There’s no way for him to back out. She’s willing to rearrange, and there’s no way he can deter her. He knows if they don’t do it this week, she’ll try again the next and the next until she gets it planned right. He only has one choice, to go, make sure to turn Leo down, and never deal with him again.

It’s neutral ground, he thinks, contemplating. There’s no work oversight, no reason for Leo to think Austin is holding back for any reason. He’ll get the message loud and clear and if he doesn’t, Austin can always catch him being an asshole at work. Win-win.

“Well, if Rowan wants a drink,” Austin says, trying not to give Leo the satisfaction.

“Let’s do it,” Leo grins, winking, and Austin has to fight the urge to smile back. He reminds himself that Leo is a playboy, a cheater, and a pain in the ass. He’s not worth it.

It still takes him five full minutes of staring at his computer to get back to work, though.

***

HE GETS HOME IN THE evening, and all he can think about is Leo. Tan skin, careful fingers, and a voice that you want to hear played on repeat in your ear. Everything desirable rolled up into a neat, blond package.

Except Austin knows the truth. He’s acutely aware of the secret shadow Leo hides within him—the destructive beast lurking in the dark. He knows all too well what it is to be hurt by a person that makes you feel like the world. To be built up only to be knocked down, toppling like wood blocks from a tower game.

He wants to believe that things change; he really does. It’s just that he knows better. He’s seen breakups and on-and-off couples.

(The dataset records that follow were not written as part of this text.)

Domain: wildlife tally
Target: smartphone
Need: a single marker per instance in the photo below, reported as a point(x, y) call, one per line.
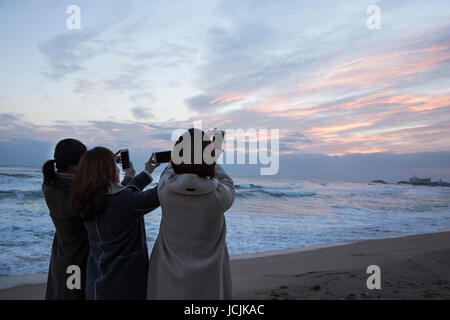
point(125, 156)
point(163, 156)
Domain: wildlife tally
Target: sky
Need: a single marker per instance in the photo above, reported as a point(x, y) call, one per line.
point(137, 70)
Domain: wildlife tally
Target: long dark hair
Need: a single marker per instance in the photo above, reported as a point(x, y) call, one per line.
point(67, 153)
point(96, 172)
point(204, 169)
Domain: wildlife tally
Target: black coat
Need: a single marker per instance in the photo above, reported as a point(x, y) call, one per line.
point(70, 243)
point(118, 260)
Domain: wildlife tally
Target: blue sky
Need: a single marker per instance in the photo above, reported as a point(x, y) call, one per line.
point(138, 69)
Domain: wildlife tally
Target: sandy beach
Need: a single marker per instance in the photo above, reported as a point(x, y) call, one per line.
point(413, 267)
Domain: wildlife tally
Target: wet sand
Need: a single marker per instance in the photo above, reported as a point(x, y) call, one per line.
point(413, 267)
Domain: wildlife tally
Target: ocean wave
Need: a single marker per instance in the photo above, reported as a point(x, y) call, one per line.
point(18, 175)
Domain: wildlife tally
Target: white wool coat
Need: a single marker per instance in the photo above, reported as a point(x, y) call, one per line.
point(190, 258)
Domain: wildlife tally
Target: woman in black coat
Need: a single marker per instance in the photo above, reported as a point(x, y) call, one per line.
point(70, 243)
point(114, 218)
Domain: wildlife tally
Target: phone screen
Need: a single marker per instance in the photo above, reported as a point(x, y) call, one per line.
point(162, 157)
point(125, 156)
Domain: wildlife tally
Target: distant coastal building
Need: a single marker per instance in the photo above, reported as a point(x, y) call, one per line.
point(425, 182)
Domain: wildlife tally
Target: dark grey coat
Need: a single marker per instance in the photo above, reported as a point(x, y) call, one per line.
point(118, 257)
point(70, 243)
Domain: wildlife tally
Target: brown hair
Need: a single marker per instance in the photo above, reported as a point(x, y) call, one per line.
point(204, 169)
point(95, 173)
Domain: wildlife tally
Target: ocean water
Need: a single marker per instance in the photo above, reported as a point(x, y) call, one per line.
point(268, 214)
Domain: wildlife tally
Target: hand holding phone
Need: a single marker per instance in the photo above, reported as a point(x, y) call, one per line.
point(125, 159)
point(151, 164)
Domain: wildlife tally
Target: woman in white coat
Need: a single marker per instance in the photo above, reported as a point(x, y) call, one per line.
point(190, 257)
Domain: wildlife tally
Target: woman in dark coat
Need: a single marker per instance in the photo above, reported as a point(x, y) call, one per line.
point(114, 218)
point(70, 243)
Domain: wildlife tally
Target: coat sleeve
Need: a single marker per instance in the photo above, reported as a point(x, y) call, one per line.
point(225, 191)
point(126, 180)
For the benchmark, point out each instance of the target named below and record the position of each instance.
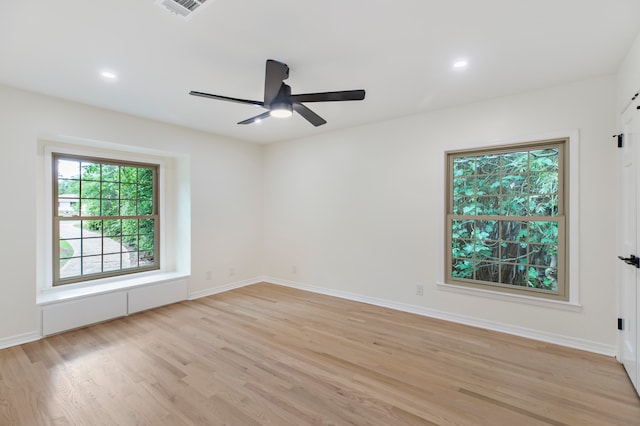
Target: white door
(629, 274)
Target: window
(506, 219)
(105, 218)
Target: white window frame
(170, 266)
(573, 236)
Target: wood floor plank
(271, 355)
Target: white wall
(361, 211)
(629, 76)
(226, 195)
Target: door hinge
(631, 260)
(620, 138)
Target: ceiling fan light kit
(278, 100)
(282, 110)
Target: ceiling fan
(279, 101)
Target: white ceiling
(401, 52)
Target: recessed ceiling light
(460, 64)
(108, 75)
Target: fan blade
(346, 95)
(275, 73)
(226, 98)
(310, 116)
(256, 118)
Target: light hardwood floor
(270, 355)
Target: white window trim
(45, 291)
(573, 238)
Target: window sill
(79, 290)
(528, 300)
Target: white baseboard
(571, 342)
(225, 287)
(19, 339)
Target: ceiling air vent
(184, 8)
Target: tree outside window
(105, 218)
(506, 219)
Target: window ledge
(529, 300)
(79, 290)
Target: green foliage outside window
(504, 217)
(107, 219)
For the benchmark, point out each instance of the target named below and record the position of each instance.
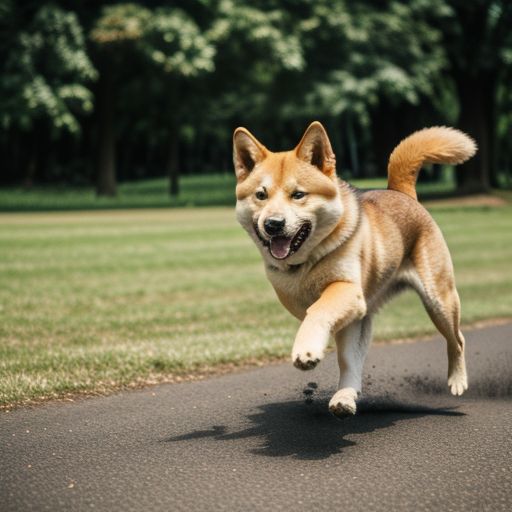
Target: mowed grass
(199, 190)
(93, 301)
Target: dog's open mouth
(280, 247)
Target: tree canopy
(115, 90)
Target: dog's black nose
(274, 225)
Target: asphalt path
(264, 440)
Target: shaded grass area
(199, 190)
(97, 300)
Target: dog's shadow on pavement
(309, 431)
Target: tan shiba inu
(334, 254)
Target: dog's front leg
(352, 346)
(339, 305)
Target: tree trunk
(172, 164)
(106, 158)
(476, 99)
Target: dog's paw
(343, 403)
(457, 378)
(306, 360)
(458, 382)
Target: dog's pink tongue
(280, 247)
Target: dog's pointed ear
(315, 149)
(247, 152)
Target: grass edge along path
(99, 301)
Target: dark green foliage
(106, 91)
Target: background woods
(101, 92)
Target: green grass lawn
(96, 300)
(199, 190)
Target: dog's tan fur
(362, 248)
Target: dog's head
(288, 201)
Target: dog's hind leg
(436, 287)
(352, 345)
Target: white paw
(343, 403)
(457, 377)
(307, 360)
(458, 382)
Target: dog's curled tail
(436, 145)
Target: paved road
(249, 441)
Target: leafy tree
(116, 35)
(45, 81)
(180, 55)
(477, 39)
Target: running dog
(335, 254)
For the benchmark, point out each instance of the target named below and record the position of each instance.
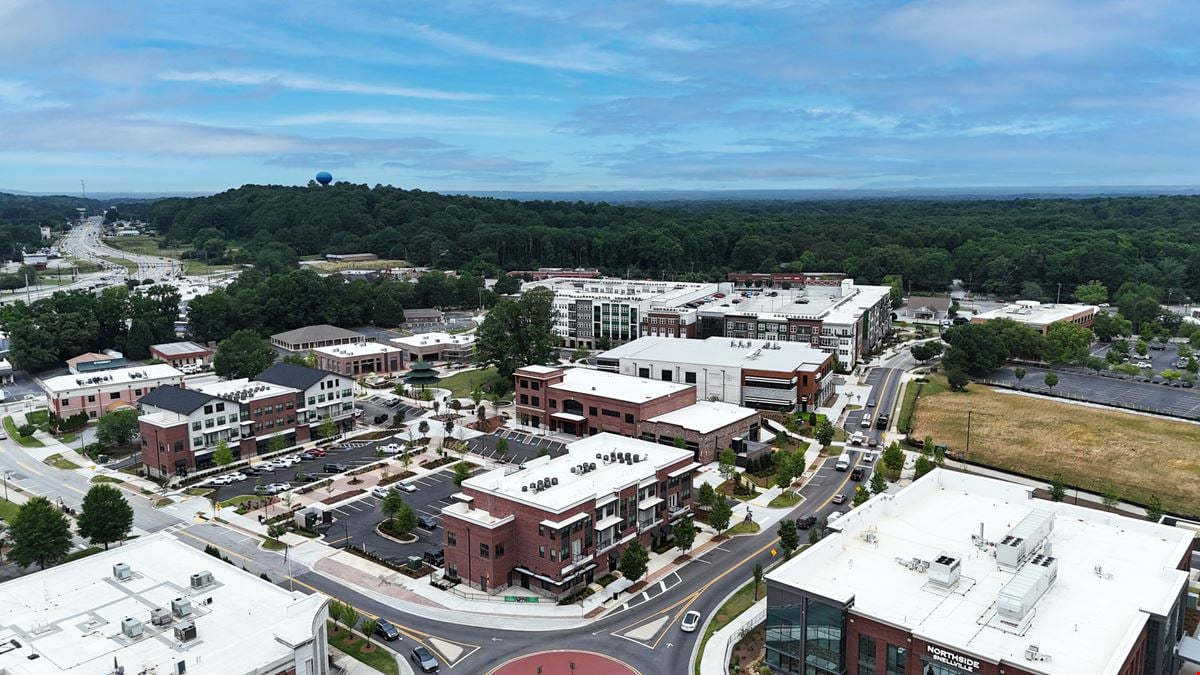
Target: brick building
(557, 524)
(961, 574)
(585, 401)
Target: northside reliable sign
(952, 658)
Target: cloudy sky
(561, 95)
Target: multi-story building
(557, 524)
(312, 336)
(360, 358)
(960, 574)
(757, 374)
(159, 605)
(585, 402)
(1039, 316)
(589, 309)
(99, 393)
(183, 353)
(437, 347)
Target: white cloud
(304, 83)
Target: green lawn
(382, 658)
(23, 441)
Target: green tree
(634, 561)
(222, 455)
(1051, 380)
(825, 432)
(684, 535)
(789, 537)
(1057, 488)
(1092, 293)
(879, 483)
(105, 517)
(1153, 508)
(519, 333)
(117, 428)
(243, 354)
(39, 533)
(719, 518)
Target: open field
(1090, 446)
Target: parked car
(385, 629)
(424, 659)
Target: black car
(387, 631)
(424, 659)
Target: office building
(100, 393)
(1039, 316)
(757, 374)
(960, 574)
(558, 524)
(159, 605)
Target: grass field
(1090, 446)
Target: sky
(169, 95)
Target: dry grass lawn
(1141, 455)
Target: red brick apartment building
(557, 524)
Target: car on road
(424, 659)
(387, 631)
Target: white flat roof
(723, 352)
(1029, 311)
(576, 488)
(1087, 622)
(71, 615)
(232, 388)
(114, 377)
(705, 417)
(436, 339)
(617, 387)
(357, 350)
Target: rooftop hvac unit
(123, 572)
(185, 632)
(202, 579)
(181, 607)
(131, 627)
(160, 616)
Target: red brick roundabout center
(564, 662)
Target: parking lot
(355, 521)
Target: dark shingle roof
(294, 376)
(177, 399)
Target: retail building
(960, 574)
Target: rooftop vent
(123, 572)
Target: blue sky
(525, 95)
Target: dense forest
(1014, 246)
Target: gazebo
(421, 375)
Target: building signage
(951, 658)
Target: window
(865, 655)
(897, 662)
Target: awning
(649, 503)
(679, 472)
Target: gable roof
(178, 399)
(294, 376)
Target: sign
(951, 658)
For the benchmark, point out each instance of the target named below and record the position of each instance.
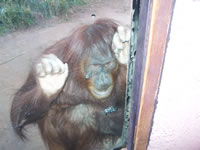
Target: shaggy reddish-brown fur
(74, 119)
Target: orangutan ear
(121, 44)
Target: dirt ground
(19, 49)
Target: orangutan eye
(95, 66)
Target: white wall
(177, 117)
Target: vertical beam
(160, 18)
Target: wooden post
(154, 46)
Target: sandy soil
(19, 49)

He’s been through the periods of providing ice cream and a shoulder to cry on. He had promised himself not to become that. Not to be that guy. That sad sap. Now he’s in danger of being lured right back to where he began.

I refuse, he thinks, slicing into an apple a little more ferociously than necessary. He thinks about Leo’s smile and erases it from his head, concentrating on the task at hand. Not again. Never again. He’s not about to waste another minute of his life pretending that he can make it work. He knows better. Far better.